簗瀬先生の「司法書士新・全日制(通学)」2 年目
  2年目も勉強方法は授業に出る、メモを取る、過去問を解く、六法に書き込みを入れる、宿題をやり切る。これだけでした。授業中はとにかくメモを取ることは変わりませんでしたが、新しくやっていたのは先生より早く六法を開くことです。簗瀬先生は1 つの条文をやると関連条文・比較条文を必ず六法で引くので絶対先回りしてやると勝手に闘志を燃やしていました。
  先回りできるということはきちんと理解できているということで、先回りできなかったものに印を付けてもう一度確認できるようにしていました。
  2 年目はびっくりするほど先生の言っていることが分かるようになりました。1年目覚えた点が線と線で繋がり、そういうことだったのか!!と思えることがたくさんあり授業が楽しくなりました。
  しかし課題で25/35問以上が取れないという壁にぶつかりました。これは1年目過去問をひたすらやっていたからであり、過去問にない論点を聞かれると、できていないことに気づきました。
  そこで帰宅後は過去問をやめて、テキストの読み直し・六法への書き込みに変えました。確実に点も取れるようになってきて今年は合格できると思っていたのです。
  しかしなんと試験2か月前の5月、コロナウイルスで保育園がお休みになってしまったのです。子供と家の中で1日中過ごすことでペースが崩れ最後の追い込みが思うようにいかず、午後の択一式で足切りにあってしまいました。

 

● 3 年目
  2回目の試験終了後に簗瀬先生に「もうやめます。お世話になりました。」と言いに行きました。勉強を始めるときに2年と自分で決めていたし、2回目の試験不合格はかなり堪えました。さらにもう勉強するためのお金がなかったのです。
  先生は「あと1回だけがんばれ。旦那さんや親に頭を下げてもう1回だけやってみろ。

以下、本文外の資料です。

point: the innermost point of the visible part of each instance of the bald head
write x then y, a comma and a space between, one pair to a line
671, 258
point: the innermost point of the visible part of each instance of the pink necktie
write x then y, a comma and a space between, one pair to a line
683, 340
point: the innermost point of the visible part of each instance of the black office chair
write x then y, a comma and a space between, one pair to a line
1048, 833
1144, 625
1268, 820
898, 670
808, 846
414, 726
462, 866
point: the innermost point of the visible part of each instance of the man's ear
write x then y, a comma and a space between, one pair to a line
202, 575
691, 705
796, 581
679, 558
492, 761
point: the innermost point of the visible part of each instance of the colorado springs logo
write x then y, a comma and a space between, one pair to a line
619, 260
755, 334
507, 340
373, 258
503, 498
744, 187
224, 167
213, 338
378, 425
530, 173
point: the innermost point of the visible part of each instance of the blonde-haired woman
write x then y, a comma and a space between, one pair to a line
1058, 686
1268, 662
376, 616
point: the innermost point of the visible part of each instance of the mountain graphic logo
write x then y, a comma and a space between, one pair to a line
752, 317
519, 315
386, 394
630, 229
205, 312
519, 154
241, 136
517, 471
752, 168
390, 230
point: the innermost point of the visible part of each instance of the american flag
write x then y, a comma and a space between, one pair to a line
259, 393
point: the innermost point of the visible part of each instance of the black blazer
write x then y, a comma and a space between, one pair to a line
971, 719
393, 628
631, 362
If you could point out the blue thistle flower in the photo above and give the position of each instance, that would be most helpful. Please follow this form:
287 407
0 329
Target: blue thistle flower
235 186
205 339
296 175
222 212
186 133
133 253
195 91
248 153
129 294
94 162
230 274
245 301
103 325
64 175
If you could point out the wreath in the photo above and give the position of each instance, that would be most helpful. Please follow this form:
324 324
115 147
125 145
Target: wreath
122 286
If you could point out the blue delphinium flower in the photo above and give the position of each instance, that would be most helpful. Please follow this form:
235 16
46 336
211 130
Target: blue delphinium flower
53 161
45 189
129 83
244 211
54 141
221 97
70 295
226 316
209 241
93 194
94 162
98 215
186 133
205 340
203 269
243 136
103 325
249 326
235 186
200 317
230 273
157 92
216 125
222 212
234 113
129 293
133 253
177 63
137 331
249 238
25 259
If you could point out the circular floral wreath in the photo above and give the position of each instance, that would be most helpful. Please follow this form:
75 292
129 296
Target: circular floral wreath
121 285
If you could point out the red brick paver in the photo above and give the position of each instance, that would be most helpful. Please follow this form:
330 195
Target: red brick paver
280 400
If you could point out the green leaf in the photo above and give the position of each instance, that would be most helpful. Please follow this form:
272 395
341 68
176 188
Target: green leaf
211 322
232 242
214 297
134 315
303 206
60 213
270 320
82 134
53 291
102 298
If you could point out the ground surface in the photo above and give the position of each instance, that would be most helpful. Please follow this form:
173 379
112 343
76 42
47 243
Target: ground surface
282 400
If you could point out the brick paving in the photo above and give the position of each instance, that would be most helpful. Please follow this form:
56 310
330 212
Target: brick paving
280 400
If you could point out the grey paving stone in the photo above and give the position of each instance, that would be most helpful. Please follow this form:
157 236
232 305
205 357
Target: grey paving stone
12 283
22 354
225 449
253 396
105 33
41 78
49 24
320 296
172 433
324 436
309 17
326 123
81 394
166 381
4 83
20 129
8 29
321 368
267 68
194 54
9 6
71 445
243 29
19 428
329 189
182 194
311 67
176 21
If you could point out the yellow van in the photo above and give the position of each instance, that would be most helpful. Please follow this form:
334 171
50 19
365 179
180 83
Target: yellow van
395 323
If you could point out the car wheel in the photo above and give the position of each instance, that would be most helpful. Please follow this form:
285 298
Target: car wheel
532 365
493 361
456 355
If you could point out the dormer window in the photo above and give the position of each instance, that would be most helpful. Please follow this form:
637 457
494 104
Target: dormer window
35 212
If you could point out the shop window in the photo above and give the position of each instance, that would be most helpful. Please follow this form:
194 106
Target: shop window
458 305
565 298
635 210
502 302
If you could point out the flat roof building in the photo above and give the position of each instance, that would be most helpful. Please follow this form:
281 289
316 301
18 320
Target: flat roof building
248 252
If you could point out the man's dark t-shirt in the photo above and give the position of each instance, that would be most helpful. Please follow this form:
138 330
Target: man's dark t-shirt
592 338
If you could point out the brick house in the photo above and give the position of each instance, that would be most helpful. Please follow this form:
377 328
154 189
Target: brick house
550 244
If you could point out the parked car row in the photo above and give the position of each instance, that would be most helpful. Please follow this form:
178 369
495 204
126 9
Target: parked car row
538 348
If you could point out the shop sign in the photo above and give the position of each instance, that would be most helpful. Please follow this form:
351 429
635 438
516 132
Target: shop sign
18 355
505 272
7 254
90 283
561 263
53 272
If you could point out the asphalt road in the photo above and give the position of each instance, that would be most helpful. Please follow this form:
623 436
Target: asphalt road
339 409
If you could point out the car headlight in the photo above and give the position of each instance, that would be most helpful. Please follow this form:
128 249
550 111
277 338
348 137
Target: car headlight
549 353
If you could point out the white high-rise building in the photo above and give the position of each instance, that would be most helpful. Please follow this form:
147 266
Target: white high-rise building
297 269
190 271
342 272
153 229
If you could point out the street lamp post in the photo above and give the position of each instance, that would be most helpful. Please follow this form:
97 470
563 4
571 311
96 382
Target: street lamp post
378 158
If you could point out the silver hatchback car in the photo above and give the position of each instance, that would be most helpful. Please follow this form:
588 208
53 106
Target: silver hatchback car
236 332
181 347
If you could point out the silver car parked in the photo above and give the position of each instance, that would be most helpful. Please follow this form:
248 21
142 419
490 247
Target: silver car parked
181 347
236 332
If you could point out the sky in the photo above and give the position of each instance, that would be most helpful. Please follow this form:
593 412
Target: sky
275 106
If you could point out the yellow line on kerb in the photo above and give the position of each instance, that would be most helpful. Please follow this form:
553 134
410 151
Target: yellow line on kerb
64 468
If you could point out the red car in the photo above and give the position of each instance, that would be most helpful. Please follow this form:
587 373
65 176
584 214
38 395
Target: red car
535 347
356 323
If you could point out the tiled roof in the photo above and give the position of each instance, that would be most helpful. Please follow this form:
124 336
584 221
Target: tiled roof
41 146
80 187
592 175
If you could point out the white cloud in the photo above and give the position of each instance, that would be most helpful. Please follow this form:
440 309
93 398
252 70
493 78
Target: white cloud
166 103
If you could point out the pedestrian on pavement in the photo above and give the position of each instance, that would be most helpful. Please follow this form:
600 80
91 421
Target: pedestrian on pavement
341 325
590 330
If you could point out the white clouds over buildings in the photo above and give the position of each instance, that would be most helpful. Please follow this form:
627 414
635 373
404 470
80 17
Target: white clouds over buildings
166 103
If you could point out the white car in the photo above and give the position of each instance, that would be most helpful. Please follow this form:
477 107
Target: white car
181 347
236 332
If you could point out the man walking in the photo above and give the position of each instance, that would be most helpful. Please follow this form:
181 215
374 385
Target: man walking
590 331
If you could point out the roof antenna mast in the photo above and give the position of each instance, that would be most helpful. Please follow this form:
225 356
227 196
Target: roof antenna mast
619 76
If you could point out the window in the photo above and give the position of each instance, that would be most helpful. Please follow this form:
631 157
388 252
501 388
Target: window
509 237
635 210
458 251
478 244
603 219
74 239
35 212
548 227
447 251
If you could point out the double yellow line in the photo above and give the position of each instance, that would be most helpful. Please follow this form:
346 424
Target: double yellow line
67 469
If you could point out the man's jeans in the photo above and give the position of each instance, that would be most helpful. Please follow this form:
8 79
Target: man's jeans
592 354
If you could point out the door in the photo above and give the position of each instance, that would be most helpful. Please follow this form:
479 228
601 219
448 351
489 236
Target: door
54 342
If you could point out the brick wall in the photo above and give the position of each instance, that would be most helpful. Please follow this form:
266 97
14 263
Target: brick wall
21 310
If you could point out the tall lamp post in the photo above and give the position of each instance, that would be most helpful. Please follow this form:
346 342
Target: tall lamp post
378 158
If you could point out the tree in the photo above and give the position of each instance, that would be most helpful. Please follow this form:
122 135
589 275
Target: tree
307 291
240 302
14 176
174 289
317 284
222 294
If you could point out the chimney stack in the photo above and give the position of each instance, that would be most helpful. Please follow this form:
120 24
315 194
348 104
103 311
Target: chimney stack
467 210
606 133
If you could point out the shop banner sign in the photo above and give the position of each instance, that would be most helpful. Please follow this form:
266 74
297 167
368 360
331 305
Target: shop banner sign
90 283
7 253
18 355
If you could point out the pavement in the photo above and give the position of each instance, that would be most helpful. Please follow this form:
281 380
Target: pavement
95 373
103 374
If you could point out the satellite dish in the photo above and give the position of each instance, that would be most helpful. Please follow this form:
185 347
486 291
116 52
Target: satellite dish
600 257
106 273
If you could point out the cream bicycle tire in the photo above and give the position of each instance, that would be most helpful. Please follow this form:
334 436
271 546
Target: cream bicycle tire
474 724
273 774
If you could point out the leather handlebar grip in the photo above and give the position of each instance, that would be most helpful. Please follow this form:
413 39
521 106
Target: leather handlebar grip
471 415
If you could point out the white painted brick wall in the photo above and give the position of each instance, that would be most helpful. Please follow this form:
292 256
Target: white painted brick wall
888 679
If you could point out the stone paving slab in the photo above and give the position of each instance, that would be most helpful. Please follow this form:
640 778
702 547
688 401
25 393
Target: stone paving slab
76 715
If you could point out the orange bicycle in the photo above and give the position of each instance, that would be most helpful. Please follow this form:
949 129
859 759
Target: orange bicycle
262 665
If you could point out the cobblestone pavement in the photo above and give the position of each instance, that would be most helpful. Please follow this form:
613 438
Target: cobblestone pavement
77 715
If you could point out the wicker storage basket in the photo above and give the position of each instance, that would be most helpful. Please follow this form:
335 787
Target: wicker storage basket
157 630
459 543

」と説得してくれました。そこで10月〜 3 月までの期間限定の仕事を見つけ、勉強は昼休憩と夜のみの生活を始めました。
  内容はテキストを読む→過去問を解く→過去問に出てない論点の確認のみでした。1 ・2 年目と比べると勉強時間はほとんどなく、もう一回受けてもダメな気がすると内心は思っていましたが、期間限定の仕事のおかげで答案練習会には申し込みができ、最後にはA判定を取ることができました。5月からの追込みも基本通りテキスト→過去問→答練見直し→過去問にない論点の確認をしていました。この時期から六法にマーカーペンを使い覚えきれていない判例などに色を付けました。2週間前の直前期には六法を順番にめくっていき、色の付いたところを重点的に読み込むようにしていました。3年目の六法は見ればなんでもわかるくらいに書き込みやライン、参照条文や比較条文が書かれていました。
 そして3 回目の試験でついに合格しました。

答案練習会の重要さ
  本試験ではどこから手を付けるかということは非常に重要だと思います。特に午後は択一式からやるのか不動産登記か商業登記なのか、その場でうまく判断することが合格へ一歩近づけるかどうかに関わると思っています。私が合格した令和3年度は択一式が難しく、不動産登記は量が多く、商業登記は易しかったと思います。私は@商業登記A択一式B択一式見直しC不動産登記の順で解きました。商業登記の問題を見て30点近く取れるはずと思い、不動産登記は10点あればいいと解答欄をすべて埋めることはあきらめようと決め、絶対に択一式で足切りは避けようと択一式に時間を使いました。
 これは答案練習会で練習していました。まず問題を全部見る、どこからやるか、まんべんなくやらなきゃいけないか、片方だけで高得点が狙えるのか、択一式に時間がかかりそうなのかを判断するのは勇気のいることですし、そう簡単に配分もできません。目指しているのは合格なので、どうしたら基準点を超えるかの対策をすることも重要だと思います。
 
●合格後に振り返って
  私は授業に出る、課題をこなすのみで特別な勉強方法は全くしませんでした。簗瀬先生は一人一人をきちんと見てくれるので、先生が言ったこと、出した課題は自分に必要と全信頼を置いていました。それでも点数が伸び悩むときは、この勉強方法で本当に大丈夫なのかと不安になり先生に相談に行っていました。私は特別優秀なわけでもなく、時間に余裕があったわけでもありません。しかし絶対合格したいとの気持ちは誰にも負けない自信がありました。受験生期間中は不安や忙しさ、自分の不甲斐なさに打ちのめされることも多くありましたが、やはりあきらめなくてよかったと思います。
  受験生の皆さん、合格への道はかなり険しく、近道はありません。毎日の1歩1歩が一番の近道だと思います。大切なのはあきらめないこと、1歩でもいいから確実に前に進むことです。2歩下がってしまうときもありますが、3 歩進めばいいのです。
  最後に私に司法書士の夢を与えてくれた我が子、家事がおろそかになっても文句を言わずにいつも応援してくれた旦那さん、我が子を預かって勉強時間を作ってくれた母、一緒に勉強をした仲間、東京法経学院名古屋校の皆さんに最大限の感謝をしたいと思います。 
  本当にありがとうございました。